Last November, Lemonade announced its agreement to acquire auto insurance technology company Metromile in an all-stock deal in order to jump-start its auto insurance business. Nearly nine months later, the acquisition has been finalized, and Metromile is officially a part of Lemonade. Here's why investors should pay attention and what it could mean for Lemonade over the long term.
Why it could be such a big deal
The Metromile acquisition adds $110 million in car insurance premiums to Lemonade's business, and also adds $155 million in cash to the company's already cash-rich balance sheet (the company had over $1 billion in cash and investments at the end of the first quarter). Lemonade paid for the acquisition with about $145 million worth of stock, so this already looks like a great deal.

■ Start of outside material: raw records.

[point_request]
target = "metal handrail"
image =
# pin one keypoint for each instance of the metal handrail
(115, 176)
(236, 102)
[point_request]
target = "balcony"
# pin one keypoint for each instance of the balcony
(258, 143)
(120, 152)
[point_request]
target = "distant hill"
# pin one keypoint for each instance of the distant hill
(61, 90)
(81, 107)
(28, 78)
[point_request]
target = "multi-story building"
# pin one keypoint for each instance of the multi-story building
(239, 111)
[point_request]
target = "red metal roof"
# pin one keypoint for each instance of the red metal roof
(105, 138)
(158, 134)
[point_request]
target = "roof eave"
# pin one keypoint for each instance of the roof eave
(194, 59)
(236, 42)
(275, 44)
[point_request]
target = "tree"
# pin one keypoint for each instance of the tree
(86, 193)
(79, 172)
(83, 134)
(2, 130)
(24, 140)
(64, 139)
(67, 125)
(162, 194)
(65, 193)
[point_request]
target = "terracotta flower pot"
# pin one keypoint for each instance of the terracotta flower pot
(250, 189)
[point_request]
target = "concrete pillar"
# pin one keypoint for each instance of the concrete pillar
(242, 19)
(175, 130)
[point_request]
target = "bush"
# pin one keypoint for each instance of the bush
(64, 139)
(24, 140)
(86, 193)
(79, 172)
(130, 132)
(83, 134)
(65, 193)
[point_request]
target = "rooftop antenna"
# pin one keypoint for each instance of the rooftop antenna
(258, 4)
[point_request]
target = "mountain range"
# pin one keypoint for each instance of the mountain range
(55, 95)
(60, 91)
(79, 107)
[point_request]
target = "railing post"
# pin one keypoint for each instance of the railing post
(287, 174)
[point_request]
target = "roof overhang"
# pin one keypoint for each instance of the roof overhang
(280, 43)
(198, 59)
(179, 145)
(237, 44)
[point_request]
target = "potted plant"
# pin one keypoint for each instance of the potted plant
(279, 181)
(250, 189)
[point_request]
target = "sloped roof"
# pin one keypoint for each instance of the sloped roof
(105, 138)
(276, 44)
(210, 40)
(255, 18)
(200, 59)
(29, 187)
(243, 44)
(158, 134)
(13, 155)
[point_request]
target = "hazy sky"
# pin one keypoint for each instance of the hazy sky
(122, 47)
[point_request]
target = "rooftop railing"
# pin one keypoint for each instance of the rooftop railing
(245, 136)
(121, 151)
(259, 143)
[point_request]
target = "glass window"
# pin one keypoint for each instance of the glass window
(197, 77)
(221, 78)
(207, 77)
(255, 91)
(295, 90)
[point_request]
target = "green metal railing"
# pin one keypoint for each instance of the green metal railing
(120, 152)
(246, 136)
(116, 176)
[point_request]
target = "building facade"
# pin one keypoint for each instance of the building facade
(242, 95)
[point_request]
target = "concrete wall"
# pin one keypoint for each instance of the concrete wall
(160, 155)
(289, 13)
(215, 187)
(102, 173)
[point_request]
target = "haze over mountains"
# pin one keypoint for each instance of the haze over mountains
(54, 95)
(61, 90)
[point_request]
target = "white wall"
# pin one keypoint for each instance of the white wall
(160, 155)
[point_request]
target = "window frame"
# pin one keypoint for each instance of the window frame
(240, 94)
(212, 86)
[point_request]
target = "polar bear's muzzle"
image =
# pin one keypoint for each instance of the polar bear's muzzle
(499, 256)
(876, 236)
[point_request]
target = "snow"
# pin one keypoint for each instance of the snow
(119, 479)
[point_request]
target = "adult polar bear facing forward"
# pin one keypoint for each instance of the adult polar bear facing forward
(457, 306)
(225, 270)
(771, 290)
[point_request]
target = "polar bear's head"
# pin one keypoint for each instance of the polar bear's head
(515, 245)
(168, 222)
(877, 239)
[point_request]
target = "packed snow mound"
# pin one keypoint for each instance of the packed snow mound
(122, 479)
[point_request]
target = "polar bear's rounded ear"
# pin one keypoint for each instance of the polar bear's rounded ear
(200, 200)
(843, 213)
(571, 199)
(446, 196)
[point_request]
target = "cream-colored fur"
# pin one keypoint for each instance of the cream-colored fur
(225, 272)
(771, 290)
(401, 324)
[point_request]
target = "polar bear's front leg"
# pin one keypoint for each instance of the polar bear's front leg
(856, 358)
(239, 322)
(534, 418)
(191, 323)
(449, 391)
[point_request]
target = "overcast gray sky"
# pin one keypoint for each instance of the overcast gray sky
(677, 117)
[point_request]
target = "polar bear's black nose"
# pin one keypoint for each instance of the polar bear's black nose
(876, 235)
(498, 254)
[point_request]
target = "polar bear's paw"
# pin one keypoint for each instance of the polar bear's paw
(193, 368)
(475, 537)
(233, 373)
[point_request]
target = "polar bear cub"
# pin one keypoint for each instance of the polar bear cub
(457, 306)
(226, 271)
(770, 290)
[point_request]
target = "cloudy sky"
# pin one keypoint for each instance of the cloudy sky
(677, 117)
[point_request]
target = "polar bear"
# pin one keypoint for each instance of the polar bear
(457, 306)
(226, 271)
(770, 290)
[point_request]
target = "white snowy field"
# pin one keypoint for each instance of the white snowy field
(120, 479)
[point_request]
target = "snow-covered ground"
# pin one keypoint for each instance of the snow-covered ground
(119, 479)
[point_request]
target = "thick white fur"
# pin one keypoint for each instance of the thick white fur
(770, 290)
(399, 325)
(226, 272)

However, there are two other key components that could end up being the most valuable parts of the acquisition:
- Metromile has auto insurance licenses in 49 states. Prior to the acquisition, Lemonade Car was licensed in just three (Illinois, Ohio, and Tennessee).
- Metromile has an unmatched collection of driver data, built over a decade with its sensors monitoring billions of miles of driving. The idea is that this data-driven approach will allow Lemonade to offer the cheapest rates to drivers who deserve them, while still producing a profit.

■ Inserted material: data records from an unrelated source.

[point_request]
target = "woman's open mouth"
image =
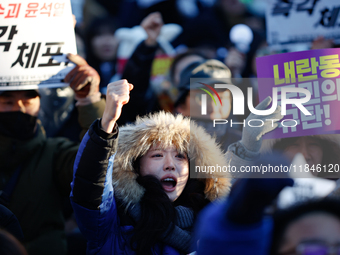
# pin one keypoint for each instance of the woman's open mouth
(169, 183)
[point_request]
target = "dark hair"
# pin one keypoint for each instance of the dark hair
(284, 217)
(158, 212)
(9, 245)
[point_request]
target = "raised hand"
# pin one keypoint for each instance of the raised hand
(83, 79)
(117, 95)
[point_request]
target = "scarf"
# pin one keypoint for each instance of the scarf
(177, 236)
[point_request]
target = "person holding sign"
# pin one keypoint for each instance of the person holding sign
(131, 191)
(320, 151)
(35, 171)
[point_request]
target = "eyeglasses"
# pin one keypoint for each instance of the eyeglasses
(315, 248)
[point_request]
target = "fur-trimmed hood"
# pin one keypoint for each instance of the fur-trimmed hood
(166, 129)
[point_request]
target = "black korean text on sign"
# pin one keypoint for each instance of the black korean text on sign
(283, 7)
(50, 54)
(33, 51)
(11, 33)
(329, 17)
(12, 10)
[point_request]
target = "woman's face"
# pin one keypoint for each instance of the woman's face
(309, 147)
(169, 166)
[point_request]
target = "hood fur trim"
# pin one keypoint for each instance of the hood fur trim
(165, 129)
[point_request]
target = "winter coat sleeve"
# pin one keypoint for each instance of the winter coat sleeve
(65, 151)
(92, 195)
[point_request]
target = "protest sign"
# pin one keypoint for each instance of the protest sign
(301, 21)
(318, 71)
(34, 40)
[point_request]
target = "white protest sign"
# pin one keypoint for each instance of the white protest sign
(34, 40)
(291, 22)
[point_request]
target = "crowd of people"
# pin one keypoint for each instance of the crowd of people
(116, 175)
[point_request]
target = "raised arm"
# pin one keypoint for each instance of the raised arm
(92, 192)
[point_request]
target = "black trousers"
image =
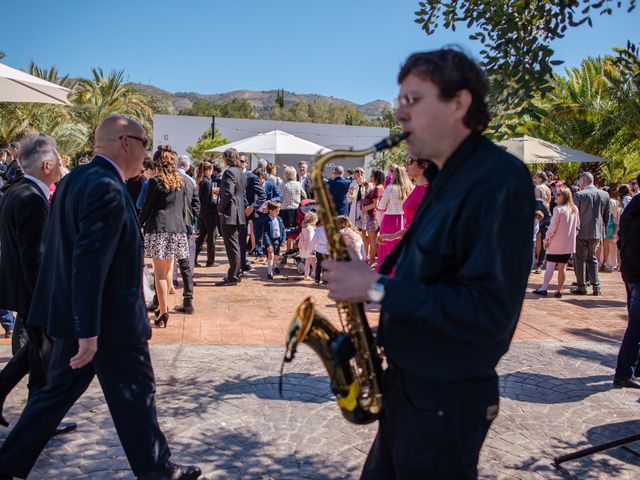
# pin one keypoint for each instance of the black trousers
(20, 336)
(231, 237)
(209, 230)
(431, 429)
(33, 359)
(126, 377)
(187, 278)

It's tough to overstate the potential of Lemonade's auto insurance business. About a year ago, the company estimated that its current customers spend about $1 billion on their auto insurance premiums each year, and that was at a time when the customer count was about two-thirds of its current size. For context, even after the $110 million in premiums that came with the Metromile acquisition, Lemonade has about $530 million in in-force premium. In other words, it could triple its scale if its existing customers use Lemonade's auto insurance.
Auto insurance is a more expensive form of insurance than Lemonade's core products today. The average auto insurance premium paid by U.S. drivers is more than 10 times the average rental insurance premium, which is Lemonade's bread-and-butter today. With a total market size of more than $300 billion in the United States alone, it wouldn't take too much of a market share to have a meaningful impact.
Is Lemonade a buy?
To be sure, there are still some big unanswered questions, which is why Lemonade trades for about 90% less than its all-time high. The main issue is that Lemonade is paying out far too much of its premiums to cover losses, and this can't continue if Lemonade is to be a sustainable business. The company's gross loss ratio was 90% of premiums in the first quarter, far above the 75% target. Quite frankly, it doesn't matter if Lemonade gets $5 billion in auto premiums if it can't get underwriting correct.
If the company can scale its auto insurance business, and can do so profitably, the current stock price could end up being a bargain. But that's a big "if" for now, and we should start to get some clarity over the next few quarters as the auto insurance business ramps up.